AN APPLIQUÉ THANGKA DEPICTING RATNASAMBHAVA, TIBET 17TH/18TH CENTURY
PROPERTY FROM AN EAST COAST COLLECTION
AN APPLIQUÉ THANGKA DEPICTING RATNASAMBHAVA
TIBET 17TH/18TH CENTURY
31 ½ by 26 in. (80 by 66 cm)
the Buddha in gold seated in dhyanasana, his face showing a benign expression with eyes tilted down in meditation, an urna at the center of the forehead, wearing a brocaded sanghati decorated with auspicious symbols, the long fingers of the right hand extend in the characteristic gesture of generosity, seated atop a blue petal lotus throne supported with lions and draped with a throne cloth depicting a vishvavajra, surrounded by an aureole of blue and gold and floral halo, all set in a blue landscape decorated with large blossoms, mountain peaks and ducks in a pond
Himalayan Art Resources item no. 13723.
The making of appliqué images called gos sku or "fabric images" consisted of using various pieces of cut silk embroidery sewn together to create an image rendered in the style and format of a thangka painting. By using a sampling of fabrics "resembling collage", appliqué images reveal a highly stylized and more abstracted form than that of a traditional thangka painting. (P. Pal, Himalayas: An Aesthetic Adventure, Chicago, 2003, p 252.)

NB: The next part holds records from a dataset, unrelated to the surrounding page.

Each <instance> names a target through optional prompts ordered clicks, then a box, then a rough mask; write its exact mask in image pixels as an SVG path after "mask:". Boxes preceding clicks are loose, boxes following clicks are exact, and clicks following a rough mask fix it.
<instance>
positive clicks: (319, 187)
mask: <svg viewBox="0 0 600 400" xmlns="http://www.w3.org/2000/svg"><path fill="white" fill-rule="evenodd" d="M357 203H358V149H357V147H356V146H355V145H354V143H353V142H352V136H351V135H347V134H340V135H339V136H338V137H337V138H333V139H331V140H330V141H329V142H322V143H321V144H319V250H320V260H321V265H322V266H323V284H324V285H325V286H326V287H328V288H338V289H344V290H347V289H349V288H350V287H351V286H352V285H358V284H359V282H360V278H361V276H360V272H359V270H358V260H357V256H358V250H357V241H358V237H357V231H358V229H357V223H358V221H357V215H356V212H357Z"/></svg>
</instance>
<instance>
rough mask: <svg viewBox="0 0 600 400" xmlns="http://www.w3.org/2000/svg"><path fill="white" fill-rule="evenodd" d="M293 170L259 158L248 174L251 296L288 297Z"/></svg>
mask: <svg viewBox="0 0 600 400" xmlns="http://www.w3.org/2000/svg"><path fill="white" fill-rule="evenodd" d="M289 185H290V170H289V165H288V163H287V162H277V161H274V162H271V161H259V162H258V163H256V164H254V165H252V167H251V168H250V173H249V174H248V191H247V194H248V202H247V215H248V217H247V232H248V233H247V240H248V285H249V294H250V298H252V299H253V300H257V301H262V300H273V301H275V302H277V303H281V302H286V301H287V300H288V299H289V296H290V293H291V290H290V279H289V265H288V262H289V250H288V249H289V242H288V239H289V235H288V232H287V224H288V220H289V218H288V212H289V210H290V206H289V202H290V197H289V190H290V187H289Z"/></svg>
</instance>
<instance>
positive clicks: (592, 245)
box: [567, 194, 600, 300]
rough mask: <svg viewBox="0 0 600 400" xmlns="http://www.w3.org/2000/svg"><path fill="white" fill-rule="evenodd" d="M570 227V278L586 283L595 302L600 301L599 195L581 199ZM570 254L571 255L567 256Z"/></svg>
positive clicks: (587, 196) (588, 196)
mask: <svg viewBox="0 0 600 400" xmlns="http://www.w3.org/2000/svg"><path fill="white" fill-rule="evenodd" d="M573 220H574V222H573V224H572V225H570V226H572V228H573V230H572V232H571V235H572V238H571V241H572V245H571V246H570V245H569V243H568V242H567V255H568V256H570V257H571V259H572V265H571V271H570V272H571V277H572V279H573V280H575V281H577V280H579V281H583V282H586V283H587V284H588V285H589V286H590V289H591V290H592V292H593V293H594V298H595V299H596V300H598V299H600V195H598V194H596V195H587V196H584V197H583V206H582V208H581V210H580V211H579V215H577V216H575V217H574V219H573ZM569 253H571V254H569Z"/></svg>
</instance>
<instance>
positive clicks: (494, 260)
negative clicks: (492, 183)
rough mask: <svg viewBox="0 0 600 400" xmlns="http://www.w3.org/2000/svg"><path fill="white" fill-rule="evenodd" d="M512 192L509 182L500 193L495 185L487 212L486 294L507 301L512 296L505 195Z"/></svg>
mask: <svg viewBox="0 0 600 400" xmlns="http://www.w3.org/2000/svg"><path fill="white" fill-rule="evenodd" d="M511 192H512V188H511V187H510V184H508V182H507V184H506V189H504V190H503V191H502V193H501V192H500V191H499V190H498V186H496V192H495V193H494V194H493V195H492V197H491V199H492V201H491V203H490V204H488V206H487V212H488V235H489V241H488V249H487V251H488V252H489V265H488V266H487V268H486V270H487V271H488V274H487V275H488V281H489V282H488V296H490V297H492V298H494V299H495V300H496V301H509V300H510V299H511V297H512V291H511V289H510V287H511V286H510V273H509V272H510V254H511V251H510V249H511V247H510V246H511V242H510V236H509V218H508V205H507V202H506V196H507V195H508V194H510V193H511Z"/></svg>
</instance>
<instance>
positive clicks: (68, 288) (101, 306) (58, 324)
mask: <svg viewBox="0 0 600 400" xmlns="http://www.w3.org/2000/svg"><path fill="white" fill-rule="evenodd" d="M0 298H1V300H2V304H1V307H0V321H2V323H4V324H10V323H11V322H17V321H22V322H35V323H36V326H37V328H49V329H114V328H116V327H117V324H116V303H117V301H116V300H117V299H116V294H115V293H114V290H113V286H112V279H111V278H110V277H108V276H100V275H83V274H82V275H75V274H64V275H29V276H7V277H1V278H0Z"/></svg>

Here, the Buddha of enrichment and equanimity, Ratnasambhava glows from the gold silk sheen of the fabric. He wears a sanghati made from damask with gold patterns, highlighting the contrast between the smoothness of his skin and the texture of his robes. The sapphire blue of the background accents the golds, while the red earthen clay and sage colors of the decorative details and borders soften the overall palette of the appliqué.
A like example representing the Buddha Shakyamuni in the collection of Navin Kumar, shows strong resemblance to the present work — in the color palette, textiles and format — and may have come from the same set, see P. Pal, 2003, pl. 166. The Five Tatagathas were typically portrayed in sets which often included the Buddha Shakyamuni.